One of his priorities, would be to be the people’s prime minister and take public transportation and utilise the public healthcare services.
“If I was prime minister, that is one thing I would eliminate, not to my ministers, but for myself. I would be sure to show my face on the ground instead of the television, so people would know I am here for them and not myself.
“It may be dangerous, but just because you end up as prime minister does not mean you aren't a citizen of a country. Yes, we would still have to see what the average citizen of the country goes through. By doing that you have a better understanding of what they go through and combat all the negative effects they have on them.”
He sees corruption as a major problem and thinks removing all the "institutional politicians" would make it easier to weed out those who are corrupt.
“When you run for a party, you're a party leader and the same people out there for years and years and decades. Some are linked with the bigger criminals in our society today. Better safe than sorry, get rid of everyone. I believe doing that would eliminate the corrupt members.”

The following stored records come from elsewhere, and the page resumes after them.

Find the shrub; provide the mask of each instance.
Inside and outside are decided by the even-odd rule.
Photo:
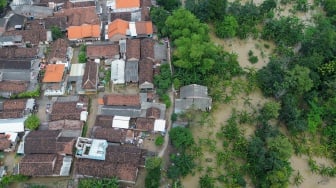
[[[31,115],[26,119],[24,125],[30,130],[36,130],[40,126],[40,123],[41,121],[36,115]]]
[[[155,145],[156,146],[162,146],[164,143],[164,137],[163,136],[158,136],[156,139],[155,139]]]
[[[163,94],[160,99],[163,101],[163,103],[166,104],[166,108],[169,108],[171,106],[170,98],[167,94]]]
[[[256,63],[258,63],[258,61],[259,61],[259,59],[258,59],[257,56],[251,56],[251,57],[249,57],[248,60],[249,60],[249,62],[252,63],[252,64],[256,64]]]

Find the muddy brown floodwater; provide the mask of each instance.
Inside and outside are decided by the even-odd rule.
[[[234,0],[229,0],[229,2]],[[241,2],[247,2],[248,0],[244,0]],[[254,0],[254,3],[257,5],[260,5],[263,2],[263,0]],[[313,0],[308,0],[309,5],[313,5]],[[290,15],[296,15],[298,18],[300,18],[305,24],[311,23],[312,15],[319,11],[319,8],[315,8],[315,10],[309,10],[306,13],[302,12],[296,12],[293,13],[291,11],[292,5],[286,5],[281,6],[276,11],[276,16],[290,16]],[[246,40],[240,40],[237,38],[234,39],[219,39],[214,34],[214,28],[213,26],[210,27],[210,38],[211,40],[219,46],[222,46],[225,51],[232,52],[238,55],[238,61],[241,67],[243,68],[251,68],[258,70],[262,68],[263,66],[266,66],[269,62],[269,57],[273,53],[275,49],[275,45],[272,42],[264,41],[261,39],[246,39]],[[254,55],[258,57],[259,61],[256,64],[251,64],[248,61],[248,52],[249,50],[252,50],[254,52]],[[199,126],[192,127],[191,130],[193,132],[195,141],[197,141],[200,138],[210,138],[213,140],[216,140],[215,133],[220,129],[221,123],[224,123],[228,120],[228,118],[231,115],[232,109],[236,110],[242,110],[246,109],[246,105],[244,104],[244,98],[248,97],[250,100],[250,103],[254,107],[260,107],[264,102],[271,99],[266,99],[263,97],[261,92],[259,90],[254,91],[250,95],[241,95],[237,97],[237,100],[229,103],[229,104],[218,104],[217,108],[213,110],[212,115],[213,119],[215,121],[214,127],[209,127],[205,125],[203,128]],[[242,128],[244,130],[244,134],[246,137],[250,137],[254,133],[254,126],[252,125],[242,125]],[[284,131],[284,127],[280,127],[280,130],[282,132]],[[217,142],[216,146],[222,147],[219,142]],[[208,151],[204,151],[204,158],[212,158],[215,159],[215,155],[213,153],[210,153]],[[326,158],[321,157],[314,157],[314,160],[318,165],[324,164],[327,166],[335,166],[335,163],[331,160],[328,160]],[[214,160],[213,160],[214,161]],[[300,174],[303,176],[304,180],[303,183],[298,186],[302,188],[334,188],[336,187],[336,178],[327,178],[322,177],[317,174],[313,174],[308,166],[308,157],[307,156],[292,156],[290,159],[291,166],[294,170],[293,174],[296,174],[297,171],[300,172]],[[207,167],[215,167],[215,164],[213,162],[206,163],[202,162],[201,164],[204,169]],[[205,170],[203,170],[204,174]],[[184,179],[182,179],[182,184],[186,188],[196,188],[199,187],[199,177],[202,176],[201,173],[199,173],[197,170],[194,175],[188,175]],[[217,185],[220,186],[220,185]],[[253,185],[248,182],[247,187],[253,187]],[[296,187],[294,185],[289,185],[289,187]]]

James is the head acolyte at St Joseph RC Church and has been an altar server for almost nine years. He credits his focus and good judgment on his faith.
“Religion is a big part of my life and my family life. We pray every night and every meal. My grandmother is very active in the church and she started me off at a young age. My mom was an altar server and in the choir. My sister is also an altar server.
“Aside for my parents and friends keeping me on a straight path, God as well is keeping me straight, not to follow delinquents or the bad company. I kept on a straight path and kept me focused.”
He is also a member of TT youth ambassadors, an NGO which promotes sustainable development based on the UN's goals. They host charity events, beach clean-ups and more.
Recently the ambassadors held Operation Backpack, a donation drive that collected backpacks and school supplies for children in need and distributed them. Tomorrow, they have a beach clean-up in Granville Beach, Cedros.